Optimal Experimental Design for Staggered Rollouts

成果类型:
Article
署名作者:
Xiong, Ruoxuan; Athey, Susan; Bayati, Mohsen; Imbens, Guido
署名单位:
Emory University; Stanford University
刊物名称:
MANAGEMENT SCIENCE
ISSN/ISSBN:
0025-1909
DOI:
10.1287/mnsc.2023.4928
发表日期:
2024
页码:
5317-5336
关键词:
instantaneous and cumulative effects treatment effect estimation and inference nonadaptive and adaptive experiments panel data dynamic programming
摘要:
In this paper, we study the design and analysis of experiments conducted on a set of units over multiple time periods in which the starting time of the treatment may vary by unit.
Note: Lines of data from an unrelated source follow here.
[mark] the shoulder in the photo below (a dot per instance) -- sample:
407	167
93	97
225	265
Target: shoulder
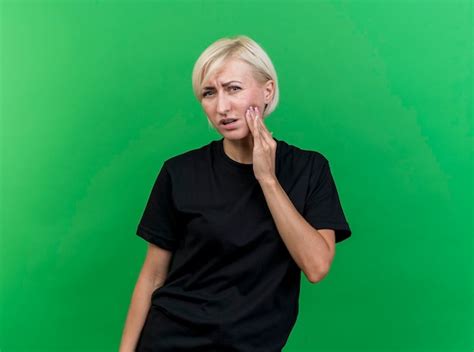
300	155
187	159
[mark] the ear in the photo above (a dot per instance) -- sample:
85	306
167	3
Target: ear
269	90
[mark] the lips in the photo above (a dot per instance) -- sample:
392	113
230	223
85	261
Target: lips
228	120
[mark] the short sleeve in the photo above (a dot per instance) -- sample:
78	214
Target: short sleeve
158	223
323	208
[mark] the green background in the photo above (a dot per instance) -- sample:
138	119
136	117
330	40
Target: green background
95	95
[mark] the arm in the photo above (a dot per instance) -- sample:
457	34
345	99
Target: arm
152	275
312	250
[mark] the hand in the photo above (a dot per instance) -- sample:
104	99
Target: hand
264	147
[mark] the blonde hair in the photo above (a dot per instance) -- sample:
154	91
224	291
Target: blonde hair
238	47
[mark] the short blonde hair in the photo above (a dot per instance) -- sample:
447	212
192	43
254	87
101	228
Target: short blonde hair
239	47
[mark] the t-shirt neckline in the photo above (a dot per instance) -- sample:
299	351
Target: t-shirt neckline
230	161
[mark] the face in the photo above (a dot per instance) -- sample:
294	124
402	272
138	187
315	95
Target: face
229	93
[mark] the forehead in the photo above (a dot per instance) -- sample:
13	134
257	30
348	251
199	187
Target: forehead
230	70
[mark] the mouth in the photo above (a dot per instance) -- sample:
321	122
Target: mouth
228	121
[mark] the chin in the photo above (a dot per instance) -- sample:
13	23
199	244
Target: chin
236	135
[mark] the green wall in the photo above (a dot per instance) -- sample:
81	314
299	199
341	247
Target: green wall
95	95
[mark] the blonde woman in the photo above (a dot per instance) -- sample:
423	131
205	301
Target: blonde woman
231	225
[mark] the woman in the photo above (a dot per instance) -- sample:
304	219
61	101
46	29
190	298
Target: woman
231	225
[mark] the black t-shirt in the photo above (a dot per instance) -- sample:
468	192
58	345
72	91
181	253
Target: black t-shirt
230	268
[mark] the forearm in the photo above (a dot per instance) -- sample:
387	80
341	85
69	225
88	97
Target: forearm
305	244
138	310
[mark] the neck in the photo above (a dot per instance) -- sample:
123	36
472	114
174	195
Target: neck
240	150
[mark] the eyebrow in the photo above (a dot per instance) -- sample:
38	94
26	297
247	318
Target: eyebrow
223	84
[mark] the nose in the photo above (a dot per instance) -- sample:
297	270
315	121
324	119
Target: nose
222	104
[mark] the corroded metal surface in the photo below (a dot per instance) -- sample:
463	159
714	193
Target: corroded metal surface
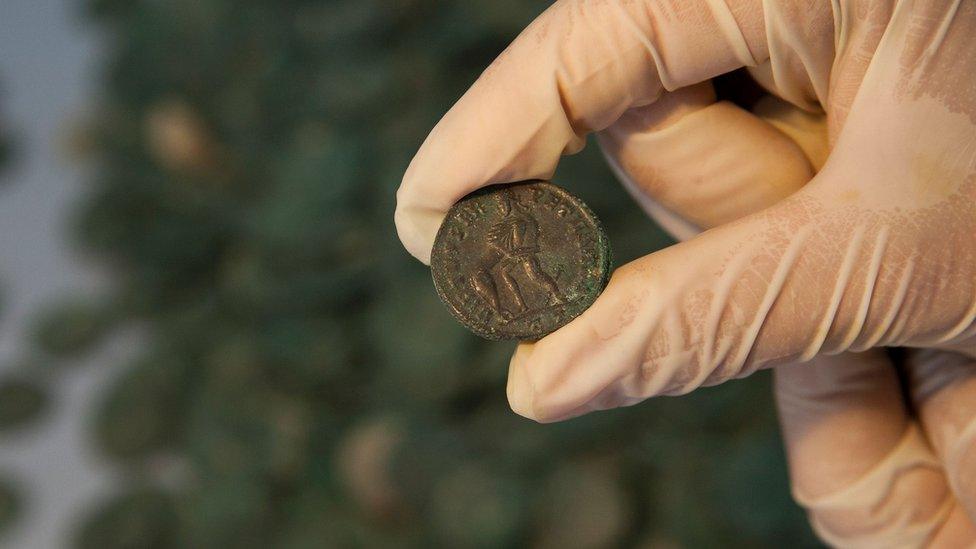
518	261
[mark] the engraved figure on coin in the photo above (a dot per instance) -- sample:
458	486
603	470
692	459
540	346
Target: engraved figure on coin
513	243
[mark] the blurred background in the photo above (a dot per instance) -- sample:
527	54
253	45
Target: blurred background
210	336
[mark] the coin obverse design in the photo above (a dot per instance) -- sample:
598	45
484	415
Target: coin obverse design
520	260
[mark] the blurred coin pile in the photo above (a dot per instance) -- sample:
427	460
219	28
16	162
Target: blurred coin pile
301	386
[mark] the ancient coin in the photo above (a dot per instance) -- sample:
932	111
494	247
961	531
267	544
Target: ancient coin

The design problem involves selecting an initial treatment time for each unit in order to most precisely estimate both the instantaneous and cumulative effects of the treatment. We first consider nonadaptive experiments, in which all treatment assignment decisions are made prior to the start of the experiment. For this case, we show that the optimization problem is generally NP-hard, and we propose a near optimal solution. Under this solution, the fraction entering treatment each period is initially low, then high, and finally low again. Next, we study an adaptive experimental design problem, in which both the decision to continue the experiment and treatment assignment decisions are updated after each period's data are collected. For the adaptive case, we propose a new algorithm, the precision-guided adaptive experiment algorithm, which addresses the challenges at both the design stage and the stage of estimating treatment effects, ensuring valid post-experiment inference, accounting for the adaptive nature of the design. Using realistic settings, we demonstrate that our proposed solutions can reduce the opportunity cost of the experiments by more than 50%, compared with static design benchmarks.